Although antisera to specific placental folate receptors inhibits the uptake of 5-methyltetrahydrofolate into cultured malignant human cells, little is known of the functional significance of folate receptors in normal human cells. Human bone marrow cells were therefore assayed for erythropoietic burst-forming units in the presence of an antihuman placental folate receptor serum and preimmune serum to determine the role of such a receptor in erythroid differentiation. When marrow cells were assayed in the presence of anti-receptor antiserum, there was (i) a threefold increase in erythropoietic burst formation and a twofold increase in the number of cells per erythroid burst; (ii) morphological evidence for nuclear/cytoplasmic dissociation of orthochromatic normoblasts composing erythroid bursts (megaloblastic erythropoiesis); (iii) intracellular folate deficiency with a 70% reduction of intracellular folate in antiserum treated cells as compared with control cells; and (iv) complete reversal of antiserum-induced changes on preincubation of antiserum with purified human placental folate receptor. These data support the conclusion that folate receptors on marrow cells provide an important function in the cellular uptake of folates during in vitro erythropoiesis. This process of folate uptake also appears to play a pivotal role in the differentiation and proliferation of erythroid progenitor cells.
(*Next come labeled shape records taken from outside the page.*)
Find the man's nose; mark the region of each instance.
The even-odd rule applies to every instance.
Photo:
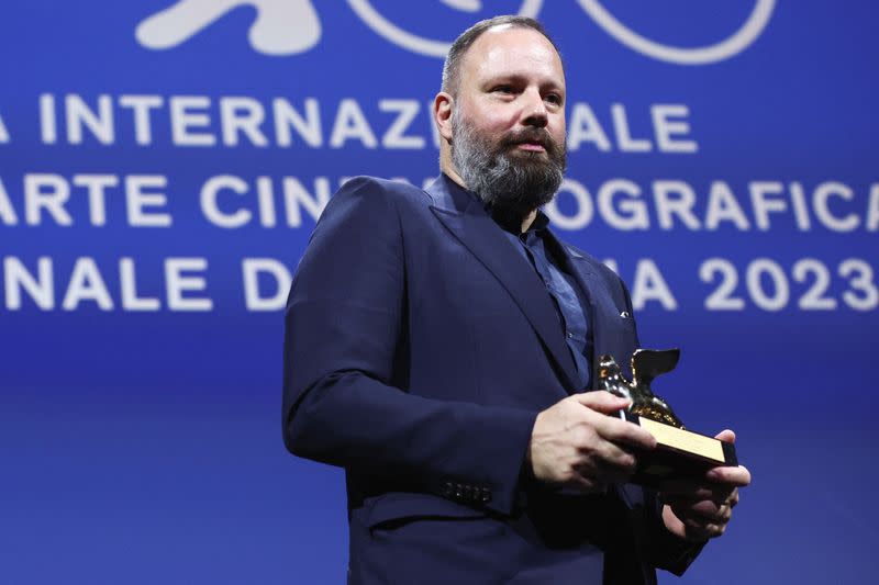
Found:
[[[539,90],[531,88],[522,95],[524,105],[522,110],[522,124],[542,128],[548,122],[546,103],[543,101]]]

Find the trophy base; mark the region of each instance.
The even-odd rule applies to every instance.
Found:
[[[698,476],[721,465],[738,465],[733,443],[632,413],[625,413],[625,418],[656,438],[656,449],[638,455],[633,483],[656,487],[664,480]]]

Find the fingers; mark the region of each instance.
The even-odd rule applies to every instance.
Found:
[[[723,442],[735,442],[735,432],[732,429],[723,429],[722,431],[717,432],[714,436],[715,439],[719,439]]]
[[[616,410],[622,410],[632,403],[628,398],[614,396],[604,390],[574,394],[571,400],[605,415],[615,414]]]
[[[645,451],[656,448],[656,438],[628,420],[603,416],[596,420],[594,426],[599,435],[607,441]]]
[[[710,482],[745,487],[750,484],[750,472],[744,465],[711,468],[705,473]]]

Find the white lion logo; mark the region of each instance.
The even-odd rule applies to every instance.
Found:
[[[444,57],[449,41],[410,33],[381,14],[369,0],[347,0],[354,12],[377,34],[397,46],[432,57]],[[482,10],[480,0],[439,0],[463,12]],[[772,15],[776,0],[756,0],[750,15],[726,38],[703,47],[676,47],[647,38],[616,19],[599,0],[577,0],[580,8],[609,35],[628,48],[657,60],[678,65],[706,65],[728,59],[750,46]],[[186,42],[231,10],[256,9],[249,40],[254,50],[267,55],[296,55],[321,40],[321,21],[310,0],[179,0],[147,18],[135,36],[147,48],[171,48]],[[543,0],[522,0],[518,14],[536,16]]]

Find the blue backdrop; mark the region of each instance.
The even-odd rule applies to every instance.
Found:
[[[438,55],[514,11],[567,65],[557,232],[754,475],[680,582],[871,578],[874,2],[31,0],[0,8],[0,582],[343,582],[342,472],[281,445],[289,274],[345,177],[437,172]]]

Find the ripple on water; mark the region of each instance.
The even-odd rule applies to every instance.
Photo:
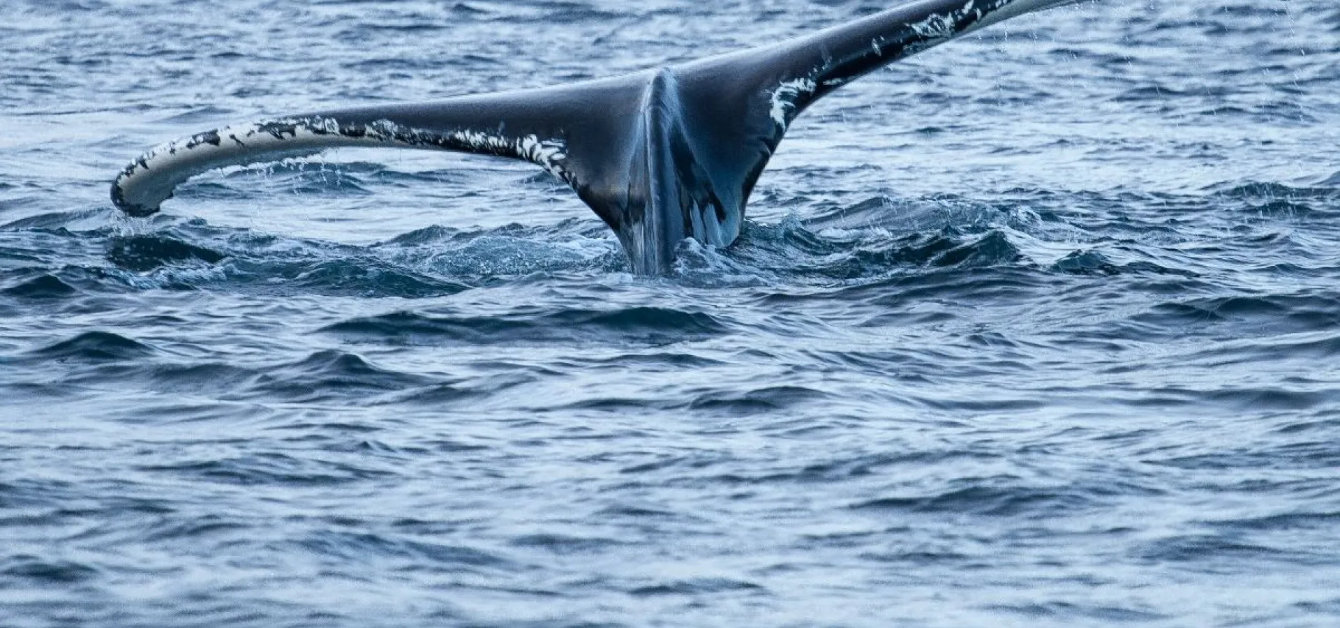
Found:
[[[657,347],[722,336],[729,327],[704,312],[634,307],[496,316],[393,312],[351,319],[322,331],[351,341],[433,347],[572,343]]]

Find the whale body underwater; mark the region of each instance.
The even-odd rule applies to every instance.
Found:
[[[431,103],[228,126],[126,166],[113,202],[149,216],[204,171],[344,146],[525,159],[563,179],[618,236],[632,270],[673,268],[683,238],[728,246],[787,129],[872,70],[980,28],[1077,0],[922,0],[809,36],[673,67]]]

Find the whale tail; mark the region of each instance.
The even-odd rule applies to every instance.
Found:
[[[340,108],[200,133],[126,166],[113,202],[147,216],[216,167],[342,146],[465,151],[533,162],[614,229],[632,269],[667,272],[685,237],[740,234],[745,204],[792,121],[875,68],[967,32],[1077,0],[919,0],[804,37],[539,90]]]

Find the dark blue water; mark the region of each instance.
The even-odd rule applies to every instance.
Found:
[[[11,0],[0,625],[1340,625],[1333,0],[876,72],[663,279],[476,157],[107,200],[221,123],[886,5]]]

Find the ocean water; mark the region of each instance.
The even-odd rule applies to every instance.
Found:
[[[868,0],[8,0],[0,625],[1340,625],[1340,5],[1085,3],[792,127],[636,277],[561,183],[221,123]]]

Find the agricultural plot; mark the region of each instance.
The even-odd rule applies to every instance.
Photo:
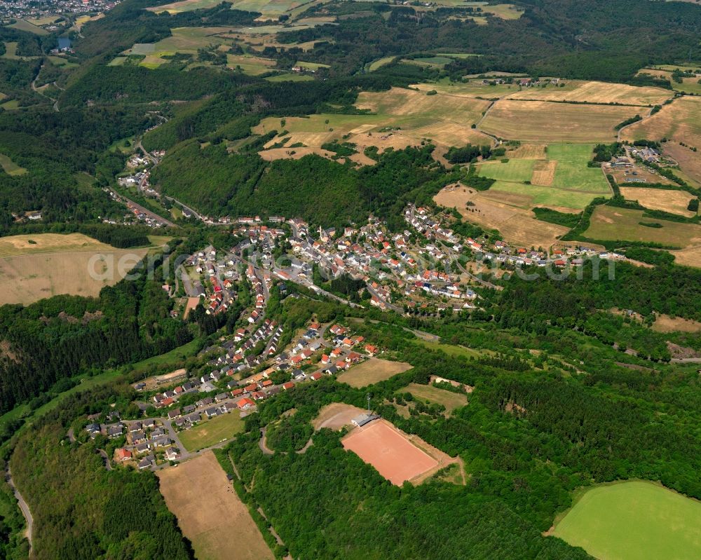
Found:
[[[275,60],[254,56],[226,55],[226,65],[230,68],[240,68],[244,74],[258,76],[269,72],[275,66]]]
[[[338,376],[338,380],[351,387],[365,387],[389,379],[397,374],[411,369],[411,364],[406,362],[390,362],[388,360],[371,357],[342,373]]]
[[[531,180],[534,163],[535,161],[531,159],[510,159],[505,163],[487,162],[477,169],[480,175],[489,179],[522,183]]]
[[[8,175],[13,175],[13,177],[16,177],[17,175],[23,175],[27,172],[26,169],[18,165],[7,156],[5,156],[3,153],[0,153],[0,167],[1,167],[3,170]]]
[[[482,6],[483,13],[489,13],[502,20],[517,20],[524,14],[522,8],[514,4],[491,4]]]
[[[679,169],[674,171],[675,175],[693,186],[701,188],[701,157],[699,157],[697,151],[672,142],[665,144],[664,153],[665,156],[674,158],[679,163]]]
[[[683,142],[701,148],[701,97],[678,97],[652,116],[626,127],[621,136],[625,140],[667,138],[665,152],[677,159],[682,171],[695,181],[701,181],[701,158],[698,153],[679,145]]]
[[[48,35],[48,32],[43,27],[29,23],[26,20],[18,20],[17,22],[10,26],[20,31],[26,31],[29,33],[34,33],[35,35]]]
[[[0,107],[2,107],[6,111],[15,111],[20,108],[20,102],[16,99],[11,99],[0,104]]]
[[[660,226],[649,227],[641,222],[658,224]],[[701,226],[645,218],[642,210],[598,206],[584,235],[591,239],[661,243],[684,249],[701,243]]]
[[[534,142],[611,142],[614,127],[639,107],[578,105],[544,101],[497,101],[479,124],[501,138]]]
[[[606,560],[701,557],[701,503],[630,481],[595,486],[557,522],[554,536]]]
[[[449,186],[433,200],[441,206],[456,208],[469,221],[487,230],[498,230],[507,242],[524,247],[550,247],[569,231],[562,226],[536,219],[528,210],[533,205],[529,196],[495,191],[494,186],[482,192],[468,187]],[[474,205],[467,207],[468,201]]]
[[[410,392],[416,398],[421,401],[436,404],[442,404],[445,407],[445,414],[447,416],[450,416],[451,413],[456,409],[464,407],[468,404],[467,395],[448,391],[445,389],[440,389],[432,385],[409,383],[404,388],[400,389],[397,392]]]
[[[268,76],[265,79],[270,82],[306,82],[313,80],[314,78],[306,74],[285,72],[275,76]]]
[[[527,88],[512,93],[509,99],[648,106],[661,105],[672,97],[669,91],[662,88],[573,80],[565,82],[564,87],[547,84],[545,87]]]
[[[396,57],[397,57],[394,56],[386,56],[383,58],[379,58],[377,60],[374,60],[372,62],[370,63],[367,69],[369,70],[371,72],[374,72],[375,71],[375,70],[381,68],[385,64],[388,64]]]
[[[63,56],[49,56],[47,57],[47,58],[51,61],[51,64],[54,66],[57,66],[61,68],[77,68],[79,66],[79,64],[76,62],[72,62]]]
[[[115,249],[82,233],[2,238],[0,305],[28,304],[60,294],[97,296],[124,278],[148,250]]]
[[[61,294],[97,296],[104,286],[121,280],[147,250],[65,251],[0,259],[0,280],[4,286],[0,305],[27,305]],[[121,272],[121,259],[128,263]],[[96,276],[92,273],[95,273]]]
[[[699,78],[701,76],[696,76],[693,78],[682,78],[681,83],[679,83],[676,80],[673,79],[672,77],[672,71],[675,68],[679,68],[680,69],[690,70],[692,71],[699,69],[699,68],[693,67],[683,67],[683,66],[660,66],[656,67],[655,68],[644,68],[638,72],[638,76],[641,74],[649,74],[655,78],[660,78],[662,80],[669,81],[669,83],[672,84],[672,88],[674,91],[681,91],[685,93],[691,93],[698,95],[701,94],[701,83],[699,83]]]
[[[362,92],[355,106],[386,115],[421,115],[432,119],[456,119],[477,122],[489,107],[482,100],[454,95],[426,95],[422,92],[393,88],[388,92]]]
[[[5,41],[5,54],[2,55],[3,58],[9,59],[16,59],[19,58],[17,55],[17,41]]]
[[[587,166],[592,150],[586,144],[552,144],[545,151],[547,160],[510,158],[505,163],[480,164],[478,170],[496,180],[490,191],[515,196],[508,203],[526,209],[581,210],[597,196],[610,193],[601,170]]]
[[[306,62],[304,60],[297,60],[294,63],[295,66],[304,68],[305,70],[318,70],[320,68],[330,68],[328,64],[322,64],[320,62]]]
[[[211,451],[157,474],[165,504],[197,558],[273,560],[248,509]]]
[[[0,259],[58,251],[109,251],[113,247],[82,233],[36,233],[0,238]]]
[[[608,183],[598,168],[587,167],[592,159],[593,146],[551,144],[547,158],[557,162],[552,186],[583,192],[608,194]]]
[[[448,57],[436,55],[417,58],[405,58],[402,59],[402,62],[428,68],[443,68],[446,64],[449,64],[452,62],[453,60]]]
[[[468,348],[467,346],[461,346],[456,344],[445,344],[442,342],[434,342],[424,339],[418,339],[414,341],[415,344],[420,344],[431,350],[438,350],[444,352],[449,356],[458,356],[459,357],[474,357],[478,358],[482,354],[476,350]]]
[[[562,207],[582,210],[597,196],[601,196],[593,193],[566,191],[562,189],[554,189],[552,186],[524,185],[505,181],[497,181],[489,190],[529,197],[530,200],[526,205],[526,207],[547,206],[549,208]]]
[[[622,186],[620,193],[627,200],[637,200],[651,210],[663,210],[688,218],[696,215],[695,212],[687,210],[689,201],[695,197],[686,191]]]
[[[211,420],[203,421],[196,426],[181,432],[178,437],[189,451],[210,447],[222,439],[231,439],[243,430],[243,421],[234,411]]]
[[[205,10],[208,8],[214,8],[219,4],[221,4],[221,0],[182,0],[179,2],[154,6],[146,9],[156,13],[161,13],[161,12],[180,13],[181,12],[189,12],[192,10]]]
[[[453,95],[426,95],[423,92],[393,88],[381,93],[362,92],[357,107],[373,111],[368,114],[315,114],[308,117],[289,117],[263,119],[252,129],[253,132],[265,134],[271,130],[287,130],[290,137],[287,146],[301,144],[306,149],[327,156],[321,148],[334,139],[356,144],[362,153],[369,146],[380,151],[388,148],[403,149],[417,146],[423,140],[430,140],[444,153],[450,146],[463,146],[468,142],[489,144],[491,139],[470,128],[470,123],[479,120],[489,102]],[[284,125],[282,121],[284,121]],[[271,148],[279,138],[265,146]],[[294,154],[287,152],[294,151]],[[297,149],[278,149],[275,156],[294,157]],[[272,154],[260,152],[263,157]],[[360,163],[369,163],[360,161]]]
[[[433,83],[414,83],[410,87],[421,91],[435,90],[439,93],[459,95],[463,97],[483,97],[484,99],[490,99],[518,90],[518,86],[514,84],[500,83],[489,86],[483,83],[482,80],[477,79],[465,82],[440,80]]]

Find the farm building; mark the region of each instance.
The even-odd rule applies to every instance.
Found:
[[[361,428],[366,424],[370,423],[373,420],[377,420],[379,418],[379,416],[376,414],[358,414],[358,416],[350,421],[350,423],[354,426]]]

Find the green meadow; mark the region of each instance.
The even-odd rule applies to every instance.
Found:
[[[606,560],[697,560],[701,503],[645,481],[594,486],[552,534]]]

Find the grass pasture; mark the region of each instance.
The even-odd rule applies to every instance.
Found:
[[[509,99],[622,103],[646,107],[661,105],[672,97],[671,92],[662,88],[572,80],[566,81],[565,86],[562,88],[554,84],[526,88],[511,94]]]
[[[9,101],[6,101],[0,107],[2,107],[6,111],[15,111],[20,108],[20,102],[16,99],[11,99]]]
[[[480,175],[489,179],[522,183],[531,180],[534,163],[535,160],[531,159],[510,159],[503,163],[501,161],[482,163],[477,169]]]
[[[701,94],[701,83],[699,83],[699,76],[694,78],[682,78],[681,83],[675,81],[672,78],[672,72],[675,68],[686,70],[697,70],[698,67],[683,67],[672,64],[655,67],[655,68],[644,68],[638,72],[638,75],[647,74],[655,78],[660,78],[662,80],[669,81],[672,84],[672,88],[674,91],[681,91],[685,93],[691,93],[696,95]]]
[[[545,151],[547,160],[510,158],[505,163],[482,163],[478,170],[496,180],[490,191],[516,197],[505,200],[507,203],[528,210],[533,206],[581,210],[611,192],[601,170],[587,165],[592,149],[588,144],[550,144]]]
[[[313,80],[314,77],[306,74],[285,72],[275,76],[268,76],[265,79],[269,82],[308,82]]]
[[[596,558],[701,557],[701,503],[653,482],[585,490],[552,533]]]
[[[260,530],[211,451],[158,471],[161,493],[203,560],[273,560]]]
[[[640,222],[659,224],[647,227]],[[590,239],[661,243],[682,249],[701,243],[701,226],[643,217],[642,210],[598,206],[584,235]]]
[[[411,367],[411,364],[406,362],[390,362],[388,360],[371,357],[342,373],[338,376],[338,380],[351,387],[365,387],[389,379]]]
[[[592,193],[565,191],[562,189],[553,189],[552,186],[524,185],[505,181],[497,181],[490,190],[529,197],[531,200],[528,205],[531,207],[547,206],[552,208],[559,206],[572,210],[583,210],[600,196]]]
[[[394,60],[397,57],[395,56],[386,56],[383,58],[379,58],[377,60],[374,60],[370,63],[368,67],[368,70],[371,72],[375,71],[380,68],[381,68],[385,64],[388,64],[393,60]]]
[[[155,13],[161,13],[161,12],[180,13],[182,12],[191,11],[192,10],[205,10],[208,8],[214,8],[217,4],[221,4],[221,2],[222,0],[182,0],[182,1],[154,6],[146,9]]]
[[[285,125],[281,119],[263,119],[253,132],[264,134],[271,130],[287,130],[290,136],[287,145],[301,142],[307,149],[321,156],[327,156],[321,146],[334,139],[352,142],[362,153],[369,146],[376,146],[381,151],[388,148],[403,149],[417,146],[422,140],[430,139],[444,153],[450,146],[491,144],[489,137],[470,128],[489,102],[454,95],[426,95],[412,90],[394,88],[380,93],[362,92],[357,107],[369,114],[343,115],[313,114],[308,117],[287,117]],[[273,139],[269,148],[279,139]],[[279,157],[287,157],[290,150],[278,151]],[[265,152],[261,152],[261,155]],[[268,154],[269,156],[270,154]],[[360,163],[367,163],[361,161]]]
[[[297,60],[294,63],[295,66],[299,66],[306,70],[318,70],[320,68],[330,68],[328,64],[322,64],[320,62],[305,62],[304,60]]]
[[[501,100],[479,128],[524,142],[611,142],[616,137],[613,127],[640,112],[639,107]]]
[[[421,91],[435,90],[439,93],[459,95],[464,97],[484,97],[489,99],[498,95],[504,95],[517,91],[518,86],[514,84],[498,84],[488,86],[479,79],[469,80],[466,82],[452,82],[448,79],[441,79],[437,82],[414,83],[410,86]]]
[[[226,65],[236,68],[238,67],[244,74],[249,76],[258,76],[269,72],[275,66],[275,60],[269,58],[261,58],[254,56],[243,56],[240,55],[226,55]]]
[[[593,146],[567,144],[548,146],[547,158],[557,162],[553,186],[608,194],[611,189],[601,169],[587,166],[593,151]]]
[[[17,41],[5,41],[5,54],[2,55],[3,58],[15,59],[19,58],[17,55]]]
[[[27,172],[26,169],[20,168],[7,156],[5,156],[3,153],[0,153],[0,167],[2,167],[4,172],[8,175],[12,175],[13,177],[16,177],[17,175],[23,175]]]
[[[662,189],[646,189],[637,186],[622,186],[620,193],[627,200],[637,200],[646,208],[663,210],[670,214],[691,217],[696,212],[687,210],[689,200],[695,197],[686,191],[665,191]]]
[[[701,148],[701,97],[678,97],[648,118],[626,127],[625,140],[667,138]],[[694,154],[697,158],[697,156]]]
[[[445,407],[445,415],[450,416],[456,409],[464,407],[468,404],[467,395],[462,393],[453,392],[445,389],[434,387],[433,385],[419,385],[409,383],[404,389],[400,389],[397,392],[410,392],[416,398],[432,404],[442,404]]]
[[[524,14],[523,8],[514,4],[482,6],[482,10],[484,13],[490,13],[502,20],[517,20]]]
[[[237,411],[222,414],[211,420],[203,420],[189,430],[178,434],[189,451],[210,447],[222,439],[231,439],[243,430],[243,420]]]
[[[524,189],[534,188],[532,185],[519,186],[513,183],[502,184],[514,185],[517,189],[519,186]],[[524,247],[533,245],[536,247],[549,247],[569,231],[562,226],[536,219],[533,213],[528,210],[533,205],[531,196],[517,192],[511,193],[508,191],[508,189],[507,191],[498,191],[492,186],[489,191],[480,192],[469,187],[449,186],[442,189],[433,197],[433,200],[441,206],[456,208],[463,218],[470,221],[488,230],[498,230],[508,243]],[[468,212],[465,206],[468,201],[475,205],[470,209],[478,212]],[[568,201],[568,203],[571,203]],[[428,346],[430,343],[421,343]],[[460,348],[444,344],[440,346],[441,350],[447,352],[449,348]],[[469,350],[468,351],[472,352]]]
[[[477,358],[482,355],[482,354],[476,350],[468,348],[467,346],[458,346],[455,344],[446,344],[442,342],[433,342],[431,341],[427,341],[424,339],[418,339],[414,341],[414,343],[416,344],[420,344],[422,346],[426,346],[427,348],[430,348],[430,350],[440,350],[442,352],[444,352],[449,356]]]

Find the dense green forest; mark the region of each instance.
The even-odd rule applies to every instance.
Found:
[[[128,386],[107,385],[72,397],[19,437],[10,465],[32,504],[38,557],[94,560],[193,558],[152,472],[104,468],[96,444],[66,435],[79,416],[128,400]],[[76,425],[79,428],[80,424]],[[76,499],[80,496],[80,499]]]
[[[0,412],[80,374],[163,354],[192,339],[169,317],[163,271],[105,287],[97,298],[58,296],[0,307]]]
[[[229,153],[223,144],[200,148],[190,140],[169,151],[153,177],[165,193],[205,213],[282,214],[330,226],[362,221],[372,212],[398,227],[407,203],[430,200],[455,178],[432,151],[389,151],[376,165],[356,169],[313,155],[266,163],[254,152]]]
[[[449,322],[442,331],[477,343],[482,335],[465,326]],[[540,535],[569,505],[575,488],[640,477],[690,496],[701,493],[695,475],[701,442],[687,430],[699,398],[693,371],[667,376],[627,370],[600,362],[606,353],[596,345],[585,350],[583,371],[566,374],[548,358],[547,371],[536,371],[542,360],[536,365],[527,354],[468,361],[427,351],[390,325],[360,330],[415,367],[374,385],[373,407],[404,431],[459,455],[469,481],[466,487],[437,480],[394,487],[345,451],[338,434],[325,430],[304,454],[266,456],[258,446],[260,425],[269,425],[273,449],[299,449],[323,404],[362,407],[368,391],[329,379],[283,393],[249,417],[250,431],[228,451],[249,488],[247,499],[262,507],[294,557],[584,558]],[[564,341],[557,330],[548,329],[540,343],[548,336]],[[506,332],[493,333],[491,343],[505,348],[525,342],[513,332],[512,341]],[[583,357],[585,343],[575,348]],[[427,383],[431,374],[475,385],[469,405],[447,418],[400,416],[392,406],[397,390],[410,381]],[[514,404],[523,411],[506,411]],[[292,408],[294,414],[283,414]],[[315,530],[320,526],[322,538]]]

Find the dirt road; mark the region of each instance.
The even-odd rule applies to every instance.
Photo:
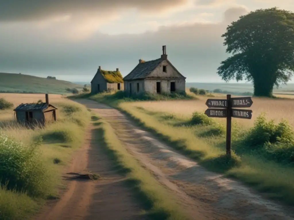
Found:
[[[78,101],[110,123],[128,152],[176,195],[192,219],[294,220],[294,211],[290,207],[207,171],[136,126],[119,111],[93,101]]]
[[[67,182],[60,200],[53,201],[34,217],[37,220],[143,220],[140,208],[123,178],[111,169],[112,164],[101,150],[102,136],[87,131],[84,144],[76,152],[64,177]],[[70,173],[91,171],[102,179],[93,181],[72,179]]]

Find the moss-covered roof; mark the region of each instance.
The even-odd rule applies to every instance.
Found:
[[[123,82],[122,76],[119,71],[109,71],[100,70],[100,72],[106,81],[109,83]]]

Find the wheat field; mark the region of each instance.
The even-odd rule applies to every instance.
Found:
[[[232,97],[237,97],[232,96]],[[205,104],[208,98],[226,99],[224,96],[214,97],[198,96],[199,99],[191,100],[176,100],[161,101],[144,101],[128,103],[135,107],[140,107],[146,110],[154,111],[166,112],[176,115],[183,118],[190,117],[193,112],[198,111],[204,113],[208,107]],[[253,111],[251,120],[233,119],[232,121],[245,127],[251,127],[256,118],[260,114],[266,114],[268,119],[273,119],[278,122],[283,119],[287,120],[294,126],[294,100],[290,99],[273,99],[253,97],[253,104],[250,108]],[[225,122],[225,119],[215,118],[221,123]]]

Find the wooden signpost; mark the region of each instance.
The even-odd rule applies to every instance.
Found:
[[[209,108],[205,111],[205,114],[209,117],[227,118],[226,152],[227,155],[231,155],[232,117],[251,119],[252,117],[252,110],[232,108],[249,108],[253,103],[251,97],[231,98],[230,95],[227,95],[226,99],[208,99],[206,101],[205,104]]]

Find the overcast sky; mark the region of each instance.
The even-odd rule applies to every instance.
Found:
[[[2,0],[0,72],[90,82],[99,66],[123,76],[140,58],[168,58],[187,82],[220,82],[221,35],[240,15],[293,0]]]

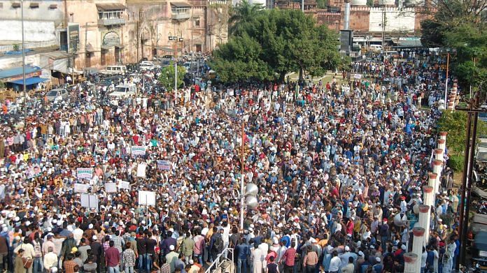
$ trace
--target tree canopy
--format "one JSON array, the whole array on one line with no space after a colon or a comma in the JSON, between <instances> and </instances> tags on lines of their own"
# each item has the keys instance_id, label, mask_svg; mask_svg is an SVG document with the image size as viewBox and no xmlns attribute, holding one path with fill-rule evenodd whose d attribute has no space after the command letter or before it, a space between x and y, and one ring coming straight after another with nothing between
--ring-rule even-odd
<instances>
[{"instance_id":1,"label":"tree canopy","mask_svg":"<svg viewBox=\"0 0 487 273\"><path fill-rule=\"evenodd\" d=\"M436 13L421 23L421 42L428 47L456 49L451 68L460 85L487 80L487 25L482 17L487 0L434 0Z\"/></svg>"},{"instance_id":2,"label":"tree canopy","mask_svg":"<svg viewBox=\"0 0 487 273\"><path fill-rule=\"evenodd\" d=\"M183 86L184 75L186 70L184 67L178 66L178 88ZM174 89L174 62L171 61L169 66L162 68L159 75L159 82L167 90Z\"/></svg>"},{"instance_id":3,"label":"tree canopy","mask_svg":"<svg viewBox=\"0 0 487 273\"><path fill-rule=\"evenodd\" d=\"M299 69L322 75L340 64L337 34L312 17L246 5L237 6L242 13L230 19L230 40L213 52L210 62L223 82L283 81L287 73Z\"/></svg>"}]
</instances>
Megaloblastic hematopoiesis in vitro. Interaction of anti-folate receptor antibodies with hematopoietic progenitor cells leads to a proliferative response independent of megaloblastic changes.

We tested the hypothesis that anti-placental folate receptor (PFR) antiserum-mediated effects on hematopoietic progenitor cells in vitro of increased cell proliferation and megaloblastic morphology were independent responses. We determined that (a) purified IgG from anti-PFR antiserum reacted with purified apo- and holo-PFR and specifically immunoprecipitated a single (44-kD) iodinated moiety on cell surfaces of low density mononuclear cells (LDMNC); (b) when retained in culture during in vitro hematopoiesis, anti-PFR IgG (in contrast to PFR-neutralized anti-PFR IgG and nonimmune IgG) consistently led to increased cloning efficiency of colony forming unit-erythroid (CFU-E), burst forming unit-E (BFU-E), CFU-granulocyte macrophage (CFU-GM), and CFU-GEM megakaryocyte (CFU-GEMM), and objectively defined megaloblastic changes in orthochromatic normoblasts from CFU-E- and BFU-E-derived colonies; (c) when anti-PFR antiserum was removed after initial (less than 1 h) incubation with LDMNC, a cell proliferation response was induced, but megaloblastic changes were not evident. (d) Conversely, delay at 4 degrees C for 24 h before long-term plating with antiserum resulted in megaloblastosis without increased cell proliferation; (e) however, 500-fold molar excess extracellular folate concentrations completely abrogated the expected anti-PFR antiserum-induced megaloblastic changes, without altering cell proliferative responses. Thus, although cell proliferative and megaloblastic changes are induced after short-term and prolonged interaction of antibody with folate receptors on hematopoietic progenitors, respectively, they are independent effects.